Seaburn Casuals
- Founding location: Seaburn
- Years active: Early 1980s–present
- Territory: Boldon
- Ethnicity: Predominantly White British
- Criminal activities: Football hooliganism
- Rivals: Newcastle Gremlins, The Frontline, Inter City Firm, Forest Executive Crew, County Road Cutters

= Seaburn Casuals =

Football hooligan firm

Seaburn Casuals are a football hooligan firm associated with the English football club, Sunderland A.F.C. The group's activity was prominent in the 90s and the early 00s, with the club being involved in some of the most violent incidents in British hooligan history, in what was described as "some of the worst football related fighting ever witnessed in the United Kingdom," and sometimes topping the football arrests table.

==Origins==
While early hooligan firms of Sunderland fans appeared as far back as the 70s and the 80s, like the Vauxies (named after the Vaux Breweries), who were active in the late 70s and early 80s, the most famous hooligan firm is the Seaburn Casuals, named after the Seaburn area near Roker Park stadium.

==History and rivalries==
The Seaburn Casuals took over the Everton FC pub called The Blue House for several hours in 1984. They also had a strong rivalry with a Nottingham Forest FC firm due to its links with a Newcastle United firm. A few days before a game in 1994, police snatched a pile of weapons, drugs worth thousands of pounds, and were preparing for a showdown with Nottingham hooligans.

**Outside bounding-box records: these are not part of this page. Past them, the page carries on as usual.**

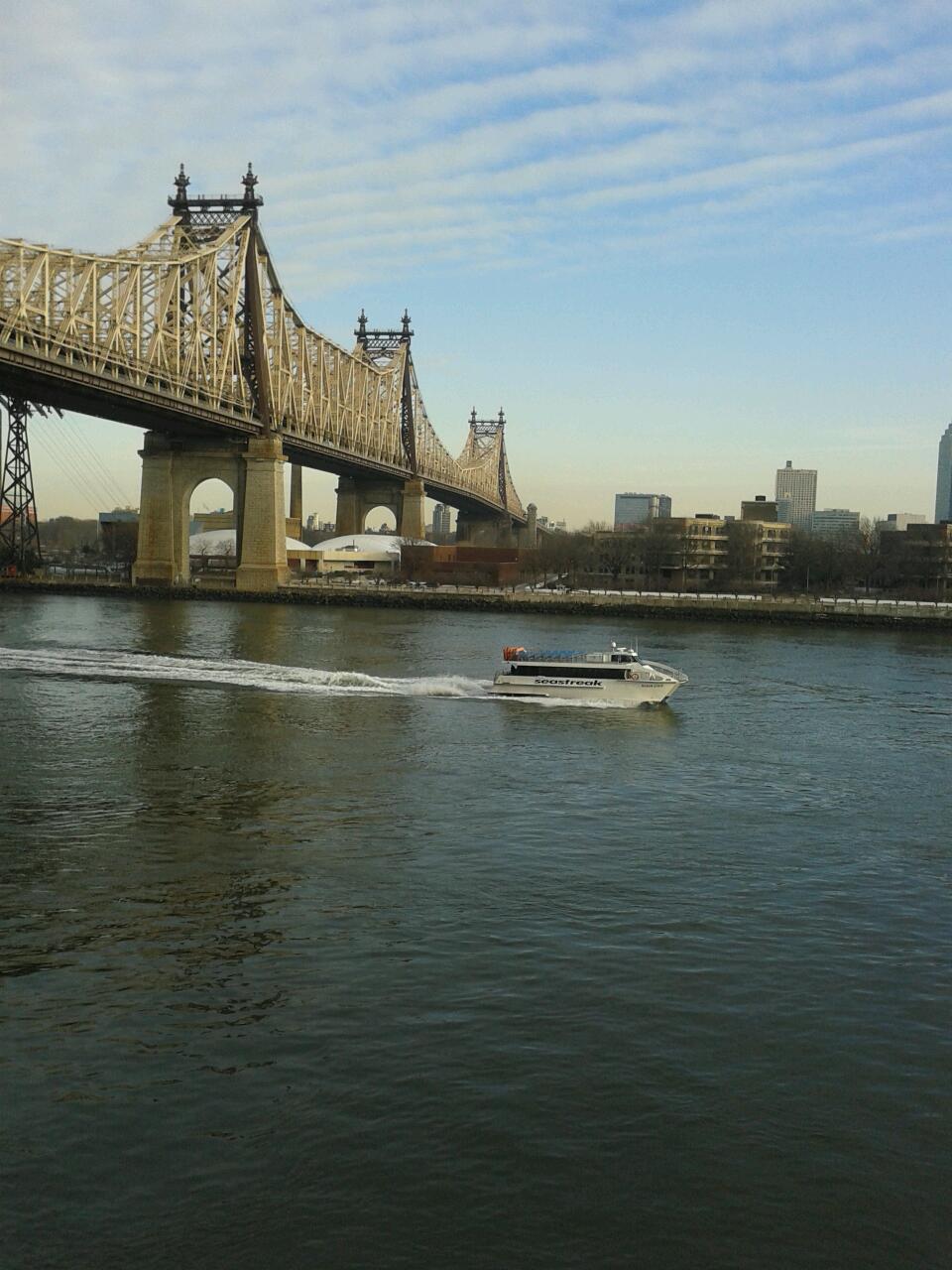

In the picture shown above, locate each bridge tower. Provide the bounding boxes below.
[334,309,426,539]
[133,164,291,590]
[0,398,46,572]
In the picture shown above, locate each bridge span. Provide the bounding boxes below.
[0,164,536,589]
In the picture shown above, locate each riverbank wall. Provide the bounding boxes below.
[0,577,952,634]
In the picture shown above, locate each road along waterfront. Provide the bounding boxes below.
[0,590,952,1270]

Before the 1998 FIFA World Cup, 26 Seaburn Casuals hooligans were arrested in a police raid after a military-issue smoke bomb was let out at a local pub after a fight with bouncers. By the end of the operation, over 60 were facing charges. Some of the Seaburn Casuals hooligans picked up in the raid were also involved with neo-Nazi groups like Combat 18. The operation failed when judge ruled CCTV footage from the pub inadmissible.

Sunderland AFC used to be noted for football hooliganism. At the end of the 1999–2000 season, Sunderland topped the hooliganism table in the Premier League with 223 fans arrested that season.

===Altercations with the Newcastle Gremlins===
In March 2002, the Seaburn Casuals fought with hooligans from the Newcastle Gremlins in a pre-arranged clash near the North Shields Ferry terminal, in what was described as "some of the worst football related fighting ever witnessed in the United Kingdom". The leaders of the Gremlins and Casuals were both jailed for four years for conspiracy, with 28 others jailed for various terms, based on evidence gained after police examined the messages sent by mobile phone between the gang members on the day. It was later referred to as "one of the region’s most notorious moments of football madness."

On 2 April 2003, about 95 fans were arrested when around 200 fans of Sunderland and Newcastle clashed in Sunderland city centre before an England UEFA Euro 2004 qualifying match against Turkey in the city. The fans then attacked the police, pelting them with missiles including bottles, cans and wheel trims. Some sources attributed these clashes to a resurgence in the conflict between the Gremlins and Seaburn Casuals. At the end of the 2002–03 season, Sunderland topped the football arrests table with 154.

In 2011, bans from football games, community service hours, and fines were given to a bunch of Seaburn Casuals ringleaders, instigators, and participants who took part in 2009 clash between the Seaburn Casuals and Newcastle fans. While the police managed to detain Newcastle fans who were ambushing the arriving trains of Sunderland fans at the Central Station, they struggled to contain the Sunderland fans who arrived later.